We generally process personal data in Switzerland and the European Economic Area (EEA). However, in some cases, your personal data may be transferred to countries outside Switzerland or the EEA, particularly if our service providers are located there. In such cases, we ensure that appropriate safeguards are in place to protect your data, such as standard contractual clauses approved by the European Commission or the Federal Data Protection and Information Commissioner (FDPIC), or by relying on adequacy decisions by the European Commission or the FDPIC for certain countries. Upon request, we will provide you with information about these safeguards.

We implement appropriate technical and organizational measures to protect your personal data against accidental or unlawful destruction, loss, alteration, unauthorized disclosure, or access. These measures include, but are not limited to, encryption, access controls, regular security audits, and staff training. While we strive to protect your personal data, we cannot guarantee absolute security, especially when data is transmitted over open networks like the internet.

Under Swiss and, where applicable, European data protection law, you have the following rights regarding your personal data:

Right of Access:
You have the right to request free information about whether we are processing personal data relating to you and, if so, what data we are processing, the purpose of processing, and how long it will be stored.

Right of Rectification:
You have the right to request the correction of inaccurate or incomplete personal data.

Right to Erasure (Right to be Forgotten):
You have the right to request the deletion of your personal data under certain circumstances, for example, if the data is no longer necessary for the purposes for which it was collected.
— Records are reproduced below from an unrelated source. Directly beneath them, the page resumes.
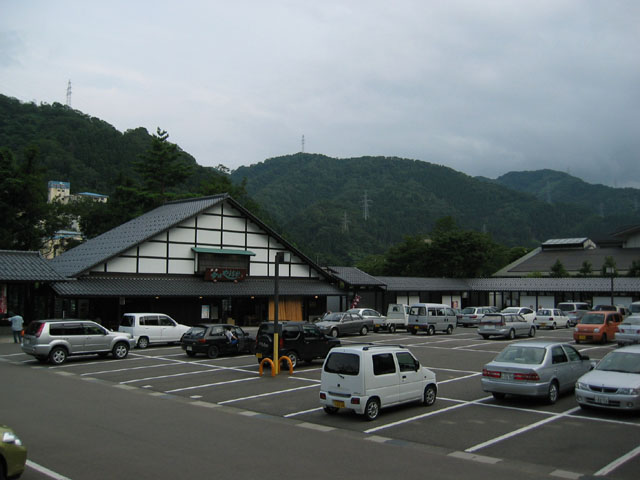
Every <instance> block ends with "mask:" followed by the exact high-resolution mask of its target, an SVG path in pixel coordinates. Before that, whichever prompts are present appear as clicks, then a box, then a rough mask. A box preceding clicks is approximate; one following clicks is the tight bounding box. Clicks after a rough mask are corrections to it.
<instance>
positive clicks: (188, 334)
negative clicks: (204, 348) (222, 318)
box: [186, 326, 207, 337]
mask: <svg viewBox="0 0 640 480" xmlns="http://www.w3.org/2000/svg"><path fill="white" fill-rule="evenodd" d="M206 330H207V329H206V328H205V327H201V326H196V327H191V328H190V329H189V330H188V331H187V333H186V334H187V335H189V336H190V337H203V336H204V332H205V331H206Z"/></svg>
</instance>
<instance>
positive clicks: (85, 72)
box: [0, 0, 640, 187]
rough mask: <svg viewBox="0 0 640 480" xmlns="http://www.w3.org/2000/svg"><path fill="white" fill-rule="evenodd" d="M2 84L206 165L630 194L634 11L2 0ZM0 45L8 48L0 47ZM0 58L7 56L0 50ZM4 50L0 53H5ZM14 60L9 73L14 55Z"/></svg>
mask: <svg viewBox="0 0 640 480" xmlns="http://www.w3.org/2000/svg"><path fill="white" fill-rule="evenodd" d="M4 10H5V12H4V13H5V15H3V17H2V18H1V19H0V39H2V41H3V45H4V42H5V40H4V39H5V38H9V37H11V38H13V39H14V40H15V39H18V38H19V39H22V41H21V42H14V44H13V48H12V49H11V53H10V56H8V57H6V58H8V59H12V60H13V61H7V60H5V61H3V59H4V58H5V57H1V56H0V82H1V84H0V88H1V89H2V91H1V92H0V93H3V94H5V95H10V96H14V97H17V98H20V99H22V100H31V99H34V98H37V99H38V100H40V101H47V102H52V101H61V102H63V101H64V98H65V97H64V95H65V91H66V90H65V89H66V82H67V80H68V79H71V80H72V82H73V92H74V93H73V107H74V108H77V109H79V110H82V111H84V112H86V113H89V114H91V115H94V116H98V117H100V118H103V119H104V120H106V121H108V122H110V123H112V124H114V125H115V126H116V127H117V128H119V129H120V130H126V129H128V128H135V127H137V126H145V127H147V128H148V129H149V130H151V131H155V128H156V126H161V127H162V128H164V129H166V130H168V131H169V133H170V135H171V139H172V140H173V141H175V142H176V143H179V144H180V145H181V146H182V147H183V148H184V149H185V150H187V151H188V152H190V153H192V154H193V155H194V156H195V157H196V158H197V160H198V162H199V163H201V164H203V165H217V164H219V163H223V164H225V165H227V166H229V167H230V168H237V167H238V166H240V165H249V164H252V163H257V162H260V161H262V160H264V159H265V158H269V157H273V156H277V155H283V154H287V153H293V152H296V151H299V150H300V148H301V143H300V141H301V136H302V135H303V134H304V135H305V139H306V148H305V149H306V151H312V152H318V153H324V154H327V155H331V156H336V157H350V156H360V155H389V156H392V155H393V156H401V157H407V158H415V159H421V160H425V161H431V162H434V163H439V164H443V165H447V166H450V167H452V168H455V169H457V170H460V171H463V172H465V173H468V174H470V175H485V176H489V177H495V176H499V175H501V174H503V173H506V172H508V171H511V170H533V169H539V168H553V169H556V170H561V171H568V172H570V173H571V174H573V175H576V176H580V177H582V178H584V179H585V180H587V181H590V182H594V183H605V184H610V185H617V186H627V185H628V186H636V187H640V161H639V160H640V159H639V158H638V157H639V152H640V132H639V131H638V130H639V127H638V126H639V125H640V118H639V117H640V99H639V91H638V89H639V87H638V85H640V82H639V80H640V78H639V77H640V58H639V57H640V54H639V53H638V52H639V51H640V49H638V48H637V46H638V45H639V44H640V42H639V40H640V29H638V28H637V25H638V24H640V4H639V3H637V2H635V1H633V0H628V1H622V0H620V1H616V0H613V1H608V2H597V1H578V0H554V1H550V0H549V1H528V0H523V1H518V2H513V1H506V0H505V1H487V2H477V1H472V0H468V1H462V0H459V1H451V2H440V1H423V0H415V1H399V2H392V3H390V2H386V1H380V0H369V1H351V2H342V1H337V0H336V1H331V0H327V1H324V2H299V1H293V0H289V1H287V0H279V1H273V2H262V1H257V0H254V1H251V0H247V1H241V2H233V4H231V3H230V2H223V1H219V2H208V1H195V0H187V1H184V2H180V3H179V4H175V2H168V1H160V2H123V1H114V2H109V3H107V4H96V5H93V4H92V2H75V1H68V2H55V3H51V2H47V1H33V0H32V1H26V2H11V3H9V4H5V5H4ZM7 35H8V36H9V37H7ZM1 51H4V48H3V49H2V50H1ZM4 55H7V54H6V53H5V54H4ZM16 59H19V62H18V61H16Z"/></svg>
Please note that legal retention periods may prevent immediate deletion in some cases.

Right to Restriction of Processing:
You have the right to request the restriction of processing of your personal data under certain conditions.

Right to Data Portability:
You have the right to receive the personal data you have provided to us in a structured, commonly used, and machine-readable format, and to transmit that data to another controller.

Right to Object:
You have the right to object to the processing of your personal data, particularly if the processing is based on our legitimate interests or for direct marketing purposes.

Right to Withdraw Consent:
Where processing is based on your consent, you have the right to withdraw your consent at any time. Withdrawal of consent will not affect the lawfulness of processing based on consent before its withdrawal.

Right to Lodge a Complaint:
You have the right to lodge a complaint with a competent data protection supervisory authority, in Switzerland, the Federal Data Protection and Information Commissioner (FDPIC) (www.edoeb.admin.ch).

To exercise any of these rights, please contact us using the contact details provided in Section 1. We may require proof of your identity to process your request. We will respond to your request within the statutory timeframe, generally within 30 days.

We reserve the right to update this Privacy Policy at any time to reflect changes in our data processing practices or legal requirements. The updated version will be published on our website with the revised "Last Updated" date. We encourage you to review this Privacy Policy periodically.

This Privacy Policy is governed by Swiss law, in particular the Federal Act on Data Protection (FADP). Any disputes arising from or in connection with this Privacy Policy shall be subject to the exclusive jurisdiction of the courts at the registered seat of Burmossy Design & Architecture GmbH, unless otherwise required by mandatory law.